Well, I just finished smashing through the book. It was, as promised, a story about valor, and hope, and faith in others to carry the torch when you no longer can. I think this novel was more deft with the metafictional aspect of the story than the other two were; while it's not what I would've done with the last great First Splinter epic (I'm always going to wonder if we would've gotten a more rounded farewell with the impractically-long mega-series that was described as being mooted early on), as someone who got very, very frustrated with Discovery's second season and hopped off the TV train, I very much empathized with Lal's plaintive, existential question, "But what if we stop our stories and then the new TV Star Trek really sucks?" I feel there's a whisper of an implication of the novelverse continuing out there, somewhere, in the boundless realms of imagination (or maybe just AO3) in the tour of possibilities near the end, and a duplicate of the Prime Universe having also been a doomed splinter. Though, yes, I will cop to being wrong in the earlier threads when I said fictionalizing the production realities was too obvious a play.

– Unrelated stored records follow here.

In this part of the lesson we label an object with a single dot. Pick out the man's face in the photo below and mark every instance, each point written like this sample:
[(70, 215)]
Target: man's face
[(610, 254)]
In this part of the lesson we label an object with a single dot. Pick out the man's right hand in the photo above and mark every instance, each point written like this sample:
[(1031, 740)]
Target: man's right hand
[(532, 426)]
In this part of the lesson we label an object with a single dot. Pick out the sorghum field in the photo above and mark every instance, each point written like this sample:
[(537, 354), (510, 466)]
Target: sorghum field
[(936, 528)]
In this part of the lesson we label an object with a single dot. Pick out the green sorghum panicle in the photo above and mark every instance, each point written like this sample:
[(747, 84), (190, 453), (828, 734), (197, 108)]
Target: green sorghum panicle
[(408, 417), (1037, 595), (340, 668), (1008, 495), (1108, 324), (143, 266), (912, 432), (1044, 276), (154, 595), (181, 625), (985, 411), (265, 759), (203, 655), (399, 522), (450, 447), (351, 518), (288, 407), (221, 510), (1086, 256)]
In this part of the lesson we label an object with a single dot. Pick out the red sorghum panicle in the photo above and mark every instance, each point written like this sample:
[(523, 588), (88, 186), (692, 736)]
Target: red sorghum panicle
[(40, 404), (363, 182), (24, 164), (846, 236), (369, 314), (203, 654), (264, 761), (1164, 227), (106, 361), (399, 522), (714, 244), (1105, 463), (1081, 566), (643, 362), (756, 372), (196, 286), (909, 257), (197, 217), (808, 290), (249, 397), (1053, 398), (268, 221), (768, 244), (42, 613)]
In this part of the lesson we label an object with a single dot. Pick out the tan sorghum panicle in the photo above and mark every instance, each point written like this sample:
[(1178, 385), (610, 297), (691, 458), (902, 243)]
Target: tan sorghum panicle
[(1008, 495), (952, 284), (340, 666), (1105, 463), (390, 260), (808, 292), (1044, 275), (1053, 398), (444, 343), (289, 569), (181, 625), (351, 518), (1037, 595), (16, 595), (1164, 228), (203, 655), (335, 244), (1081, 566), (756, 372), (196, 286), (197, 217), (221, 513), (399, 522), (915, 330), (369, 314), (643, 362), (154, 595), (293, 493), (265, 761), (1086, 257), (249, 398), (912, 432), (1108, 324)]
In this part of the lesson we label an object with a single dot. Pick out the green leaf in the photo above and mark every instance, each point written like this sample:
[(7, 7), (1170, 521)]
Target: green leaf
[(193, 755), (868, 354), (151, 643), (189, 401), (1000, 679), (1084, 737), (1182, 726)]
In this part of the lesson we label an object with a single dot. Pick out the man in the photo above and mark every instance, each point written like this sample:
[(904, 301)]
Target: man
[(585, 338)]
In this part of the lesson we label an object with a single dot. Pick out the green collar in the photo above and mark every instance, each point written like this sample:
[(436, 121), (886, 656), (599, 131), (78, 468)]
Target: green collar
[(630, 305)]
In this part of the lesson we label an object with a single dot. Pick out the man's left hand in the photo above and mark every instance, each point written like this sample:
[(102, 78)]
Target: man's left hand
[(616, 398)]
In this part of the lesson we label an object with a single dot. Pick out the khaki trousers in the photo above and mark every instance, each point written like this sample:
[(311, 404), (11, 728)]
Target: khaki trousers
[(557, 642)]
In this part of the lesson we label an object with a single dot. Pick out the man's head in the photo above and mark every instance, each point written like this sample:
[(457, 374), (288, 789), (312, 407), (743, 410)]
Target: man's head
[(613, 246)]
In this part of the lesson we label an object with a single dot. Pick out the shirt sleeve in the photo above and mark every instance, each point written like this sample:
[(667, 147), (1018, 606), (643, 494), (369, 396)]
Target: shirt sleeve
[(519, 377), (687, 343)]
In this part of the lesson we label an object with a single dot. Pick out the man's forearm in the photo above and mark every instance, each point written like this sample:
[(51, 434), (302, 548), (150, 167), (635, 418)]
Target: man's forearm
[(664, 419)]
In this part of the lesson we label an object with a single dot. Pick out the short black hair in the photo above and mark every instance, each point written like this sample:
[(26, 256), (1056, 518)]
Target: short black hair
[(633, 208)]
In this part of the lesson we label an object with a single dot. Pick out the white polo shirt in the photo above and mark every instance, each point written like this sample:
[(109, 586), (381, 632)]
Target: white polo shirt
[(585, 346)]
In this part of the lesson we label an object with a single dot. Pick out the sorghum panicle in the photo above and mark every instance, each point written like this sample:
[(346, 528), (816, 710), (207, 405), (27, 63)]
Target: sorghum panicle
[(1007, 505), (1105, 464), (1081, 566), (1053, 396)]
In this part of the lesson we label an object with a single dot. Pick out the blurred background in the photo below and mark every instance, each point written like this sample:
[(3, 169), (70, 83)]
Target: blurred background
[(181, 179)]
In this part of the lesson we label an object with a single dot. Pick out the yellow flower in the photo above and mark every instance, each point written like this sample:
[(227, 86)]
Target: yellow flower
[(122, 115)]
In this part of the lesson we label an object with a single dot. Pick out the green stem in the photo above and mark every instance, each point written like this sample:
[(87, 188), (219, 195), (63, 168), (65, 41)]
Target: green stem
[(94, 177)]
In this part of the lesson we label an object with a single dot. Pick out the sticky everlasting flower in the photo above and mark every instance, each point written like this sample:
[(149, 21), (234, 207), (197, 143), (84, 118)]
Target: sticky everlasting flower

I did well up a bit more than a few times, and had a good laugh at Geordi teasing Worf about his captaining abilities, but the last page, where the end of the old novelverse threaded into the beginning of the new, felt like David Mack reached into my chest and gave my heart one good hard squeeze. I've been trying to articulate exactly what the emotion was, and I think I've landed on it; it felt like being dumped (amicably) and then seeing the first photo of them with their new beau on the socials. Star Trek novels and I have shared some great times over the past... (was it Rogue Saucer or The Final Fury? They were both 1996) ...twenty-five years, but they belong with a new continuity now, and hopefully we can all remain the best of friends, though we're no longer "continuing storyline" and "committed reader." And we are still friends! To stretch this belabored and deeply weird metaphor past its breaking point, Star Trek books still have all the stuff I love about them, and I can be civil towards their new, TV-based epic ongoing storyline and just grit my teeth and hope AA-Trek's weird fixation on apocalyptic robot-tentacles coming out of wormholes doesn't rub off on them too much.
(I don't think anyone is going to continue this weird and personal string of imagry, but I thought of a really good wordplay about "Always the tie-in, never the tied," and I want to make sure I get that written down for posterity.)
Apocalyptic tentacles and AI? I think they caught that from lit trek.